1.3.- TEMPERATURAS MEDIAS EN ENERO
Es el mes más fríos en la Península, las bajas temperaturas invernales se unen a la menor duración del día con una prolongada radiación nocturna, a la formación de un anticiclón sobre la Península y a la llegada de masas de aire frío polar continental o marítimo. Los resultados son:
a.- descenso de la temperatura de sur a norte, y desde la periferia al interior, lo que es más acusado en la mitad oriental
b.- el paralelo 40° separa dos zonas: al sur de este las costas orientales son más cálidas que las occidentales de igual latitud, por el influjo del Mediterráneo.

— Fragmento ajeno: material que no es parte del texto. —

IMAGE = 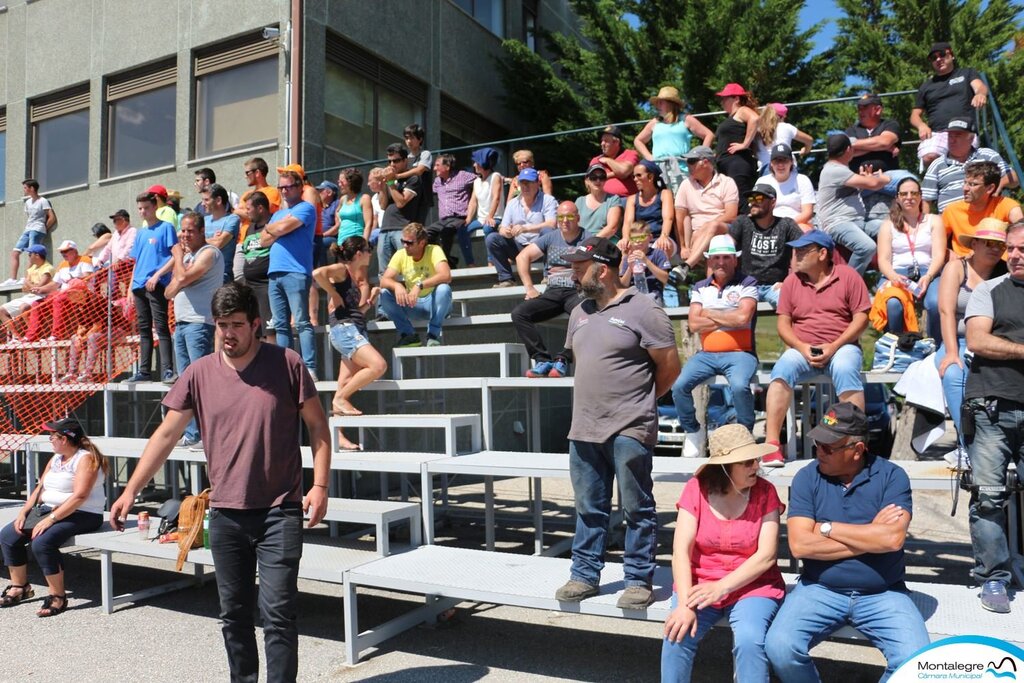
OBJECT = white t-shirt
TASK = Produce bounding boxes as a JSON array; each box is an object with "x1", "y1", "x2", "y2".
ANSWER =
[
  {"x1": 25, "y1": 197, "x2": 51, "y2": 234},
  {"x1": 758, "y1": 171, "x2": 817, "y2": 219}
]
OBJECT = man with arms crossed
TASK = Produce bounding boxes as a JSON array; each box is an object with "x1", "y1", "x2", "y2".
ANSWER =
[{"x1": 111, "y1": 283, "x2": 331, "y2": 681}]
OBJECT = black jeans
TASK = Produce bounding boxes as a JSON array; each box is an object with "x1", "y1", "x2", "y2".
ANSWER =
[
  {"x1": 210, "y1": 503, "x2": 302, "y2": 683},
  {"x1": 131, "y1": 285, "x2": 174, "y2": 375},
  {"x1": 512, "y1": 287, "x2": 583, "y2": 360}
]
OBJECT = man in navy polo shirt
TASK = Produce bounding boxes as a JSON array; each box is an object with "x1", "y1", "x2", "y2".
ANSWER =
[{"x1": 765, "y1": 401, "x2": 929, "y2": 683}]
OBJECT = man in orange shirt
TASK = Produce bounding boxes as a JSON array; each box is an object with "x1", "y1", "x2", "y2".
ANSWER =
[{"x1": 942, "y1": 161, "x2": 1024, "y2": 257}]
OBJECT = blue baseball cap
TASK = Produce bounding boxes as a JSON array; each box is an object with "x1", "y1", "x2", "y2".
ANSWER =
[
  {"x1": 785, "y1": 230, "x2": 836, "y2": 251},
  {"x1": 516, "y1": 168, "x2": 540, "y2": 182}
]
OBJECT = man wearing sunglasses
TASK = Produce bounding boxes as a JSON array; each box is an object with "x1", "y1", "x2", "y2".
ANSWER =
[
  {"x1": 910, "y1": 41, "x2": 988, "y2": 168},
  {"x1": 765, "y1": 401, "x2": 929, "y2": 681}
]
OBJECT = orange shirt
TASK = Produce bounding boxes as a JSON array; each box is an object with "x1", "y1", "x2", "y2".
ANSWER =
[{"x1": 942, "y1": 197, "x2": 1020, "y2": 256}]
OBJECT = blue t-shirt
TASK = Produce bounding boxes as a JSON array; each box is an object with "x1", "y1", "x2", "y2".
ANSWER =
[
  {"x1": 267, "y1": 202, "x2": 316, "y2": 275},
  {"x1": 788, "y1": 456, "x2": 913, "y2": 594},
  {"x1": 206, "y1": 213, "x2": 242, "y2": 283},
  {"x1": 131, "y1": 220, "x2": 178, "y2": 290}
]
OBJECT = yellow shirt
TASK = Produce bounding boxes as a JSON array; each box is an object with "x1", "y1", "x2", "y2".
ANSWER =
[{"x1": 387, "y1": 245, "x2": 447, "y2": 296}]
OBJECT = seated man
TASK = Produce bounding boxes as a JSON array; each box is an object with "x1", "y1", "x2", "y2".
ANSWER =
[
  {"x1": 380, "y1": 223, "x2": 452, "y2": 346},
  {"x1": 729, "y1": 182, "x2": 804, "y2": 308},
  {"x1": 0, "y1": 245, "x2": 53, "y2": 336},
  {"x1": 512, "y1": 201, "x2": 584, "y2": 377},
  {"x1": 937, "y1": 160, "x2": 1024, "y2": 258},
  {"x1": 761, "y1": 230, "x2": 871, "y2": 467},
  {"x1": 765, "y1": 402, "x2": 929, "y2": 681},
  {"x1": 672, "y1": 144, "x2": 739, "y2": 284},
  {"x1": 672, "y1": 236, "x2": 757, "y2": 458}
]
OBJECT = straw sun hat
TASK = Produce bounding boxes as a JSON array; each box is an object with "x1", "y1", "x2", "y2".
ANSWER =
[{"x1": 693, "y1": 424, "x2": 777, "y2": 476}]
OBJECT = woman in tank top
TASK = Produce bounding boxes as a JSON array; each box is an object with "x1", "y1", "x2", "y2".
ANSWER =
[
  {"x1": 0, "y1": 418, "x2": 109, "y2": 616},
  {"x1": 313, "y1": 237, "x2": 387, "y2": 451},
  {"x1": 633, "y1": 85, "x2": 715, "y2": 193},
  {"x1": 620, "y1": 159, "x2": 679, "y2": 258},
  {"x1": 715, "y1": 83, "x2": 758, "y2": 213},
  {"x1": 935, "y1": 218, "x2": 1007, "y2": 440},
  {"x1": 878, "y1": 177, "x2": 946, "y2": 339}
]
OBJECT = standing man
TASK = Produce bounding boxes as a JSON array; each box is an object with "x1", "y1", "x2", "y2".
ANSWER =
[
  {"x1": 125, "y1": 193, "x2": 178, "y2": 384},
  {"x1": 164, "y1": 211, "x2": 224, "y2": 451},
  {"x1": 512, "y1": 201, "x2": 584, "y2": 377},
  {"x1": 964, "y1": 221, "x2": 1024, "y2": 613},
  {"x1": 729, "y1": 182, "x2": 804, "y2": 308},
  {"x1": 672, "y1": 236, "x2": 761, "y2": 458},
  {"x1": 761, "y1": 230, "x2": 871, "y2": 467},
  {"x1": 202, "y1": 183, "x2": 242, "y2": 284},
  {"x1": 555, "y1": 237, "x2": 679, "y2": 609},
  {"x1": 3, "y1": 178, "x2": 57, "y2": 286},
  {"x1": 111, "y1": 283, "x2": 331, "y2": 681},
  {"x1": 910, "y1": 41, "x2": 988, "y2": 168},
  {"x1": 765, "y1": 402, "x2": 929, "y2": 683},
  {"x1": 259, "y1": 171, "x2": 316, "y2": 381}
]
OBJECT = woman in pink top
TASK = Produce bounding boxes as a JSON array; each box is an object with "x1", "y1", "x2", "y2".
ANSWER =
[{"x1": 662, "y1": 425, "x2": 785, "y2": 683}]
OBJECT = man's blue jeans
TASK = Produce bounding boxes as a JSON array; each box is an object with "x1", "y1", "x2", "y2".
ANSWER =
[
  {"x1": 765, "y1": 582, "x2": 929, "y2": 683},
  {"x1": 569, "y1": 435, "x2": 657, "y2": 587},
  {"x1": 662, "y1": 593, "x2": 781, "y2": 683},
  {"x1": 825, "y1": 220, "x2": 878, "y2": 274},
  {"x1": 968, "y1": 398, "x2": 1024, "y2": 585},
  {"x1": 210, "y1": 503, "x2": 302, "y2": 683},
  {"x1": 672, "y1": 351, "x2": 758, "y2": 434},
  {"x1": 267, "y1": 272, "x2": 316, "y2": 373},
  {"x1": 378, "y1": 284, "x2": 452, "y2": 339},
  {"x1": 174, "y1": 323, "x2": 213, "y2": 441}
]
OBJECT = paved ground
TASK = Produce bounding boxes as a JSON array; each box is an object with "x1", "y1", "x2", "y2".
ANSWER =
[{"x1": 0, "y1": 440, "x2": 970, "y2": 683}]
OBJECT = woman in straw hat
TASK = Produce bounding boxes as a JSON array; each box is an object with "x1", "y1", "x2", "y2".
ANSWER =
[
  {"x1": 633, "y1": 85, "x2": 715, "y2": 194},
  {"x1": 662, "y1": 424, "x2": 785, "y2": 682},
  {"x1": 935, "y1": 218, "x2": 1007, "y2": 465}
]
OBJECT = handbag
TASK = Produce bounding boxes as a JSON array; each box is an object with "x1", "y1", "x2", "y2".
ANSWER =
[{"x1": 871, "y1": 332, "x2": 935, "y2": 373}]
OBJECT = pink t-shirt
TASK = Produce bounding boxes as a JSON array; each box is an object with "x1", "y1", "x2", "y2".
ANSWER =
[{"x1": 676, "y1": 477, "x2": 785, "y2": 607}]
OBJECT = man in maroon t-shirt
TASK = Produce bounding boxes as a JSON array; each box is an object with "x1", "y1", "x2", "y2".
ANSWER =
[
  {"x1": 761, "y1": 230, "x2": 871, "y2": 467},
  {"x1": 111, "y1": 283, "x2": 331, "y2": 681}
]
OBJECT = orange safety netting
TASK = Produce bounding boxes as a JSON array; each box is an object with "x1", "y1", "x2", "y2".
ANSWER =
[{"x1": 0, "y1": 260, "x2": 138, "y2": 454}]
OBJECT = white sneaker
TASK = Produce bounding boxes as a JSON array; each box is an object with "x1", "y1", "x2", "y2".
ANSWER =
[{"x1": 683, "y1": 427, "x2": 708, "y2": 458}]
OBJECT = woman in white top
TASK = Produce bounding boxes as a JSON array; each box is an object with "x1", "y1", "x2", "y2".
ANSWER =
[
  {"x1": 758, "y1": 144, "x2": 817, "y2": 232},
  {"x1": 456, "y1": 147, "x2": 505, "y2": 268},
  {"x1": 879, "y1": 177, "x2": 946, "y2": 339},
  {"x1": 0, "y1": 418, "x2": 109, "y2": 616}
]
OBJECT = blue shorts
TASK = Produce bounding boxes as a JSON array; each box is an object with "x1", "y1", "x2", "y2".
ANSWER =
[
  {"x1": 771, "y1": 344, "x2": 864, "y2": 394},
  {"x1": 14, "y1": 230, "x2": 46, "y2": 252},
  {"x1": 331, "y1": 323, "x2": 370, "y2": 360}
]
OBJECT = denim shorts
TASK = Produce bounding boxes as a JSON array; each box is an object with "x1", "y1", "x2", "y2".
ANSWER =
[
  {"x1": 331, "y1": 323, "x2": 370, "y2": 360},
  {"x1": 14, "y1": 230, "x2": 46, "y2": 251}
]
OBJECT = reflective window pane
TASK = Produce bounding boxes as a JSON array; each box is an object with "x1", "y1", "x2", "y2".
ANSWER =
[
  {"x1": 196, "y1": 58, "x2": 281, "y2": 159},
  {"x1": 32, "y1": 110, "x2": 89, "y2": 190},
  {"x1": 106, "y1": 85, "x2": 177, "y2": 176}
]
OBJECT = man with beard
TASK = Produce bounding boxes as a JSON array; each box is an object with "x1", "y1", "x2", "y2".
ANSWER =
[
  {"x1": 729, "y1": 182, "x2": 804, "y2": 308},
  {"x1": 111, "y1": 283, "x2": 331, "y2": 681},
  {"x1": 555, "y1": 237, "x2": 679, "y2": 609}
]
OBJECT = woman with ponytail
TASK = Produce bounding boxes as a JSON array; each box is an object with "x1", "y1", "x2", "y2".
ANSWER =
[{"x1": 0, "y1": 418, "x2": 110, "y2": 616}]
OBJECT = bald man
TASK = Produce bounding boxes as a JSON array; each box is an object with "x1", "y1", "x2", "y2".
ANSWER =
[{"x1": 512, "y1": 202, "x2": 584, "y2": 377}]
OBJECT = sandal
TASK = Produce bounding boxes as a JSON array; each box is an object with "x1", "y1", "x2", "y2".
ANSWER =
[
  {"x1": 36, "y1": 595, "x2": 68, "y2": 617},
  {"x1": 0, "y1": 584, "x2": 36, "y2": 607}
]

Al norte de dicho paralelo, las costas del este reciben la influencia de la deriva noratlántica, mientras que por el este se introduce aire frío del continente europeo
c.- la Meseta norte oscila entre los 2°-4° de temperatura y la sur entre 4°-6°, diferencia achacable a la mayor altitud y latitud de la primera y al influjo atlántico en el sur
d.- el contraste entre el valle del Ebro (4°-6°) y el del Guadalquivir (8°-12°) se explica por la diferencia latitudinal y el encajonamiento del primero, donde no recibe influencia del Mediterráneo.
1.4.- EL MES DE JULIO
Es el más cálido en el interior peninsular, lo que en las zonas costeras se produce en el mes de agosto. El verano está dominado por el anticiclón de las Azores, por el carácter continental de la Meseta y por algunas oleadas de aire cálido de origen sahariano. Las características del verano son:
a.- en la mitad sur las temperaturas ascienden desde la costa al interior. En el norte, excepto en el valle medio del Ebro, las temperaturas descienden hacia las cabeceras del Duero y Tajo.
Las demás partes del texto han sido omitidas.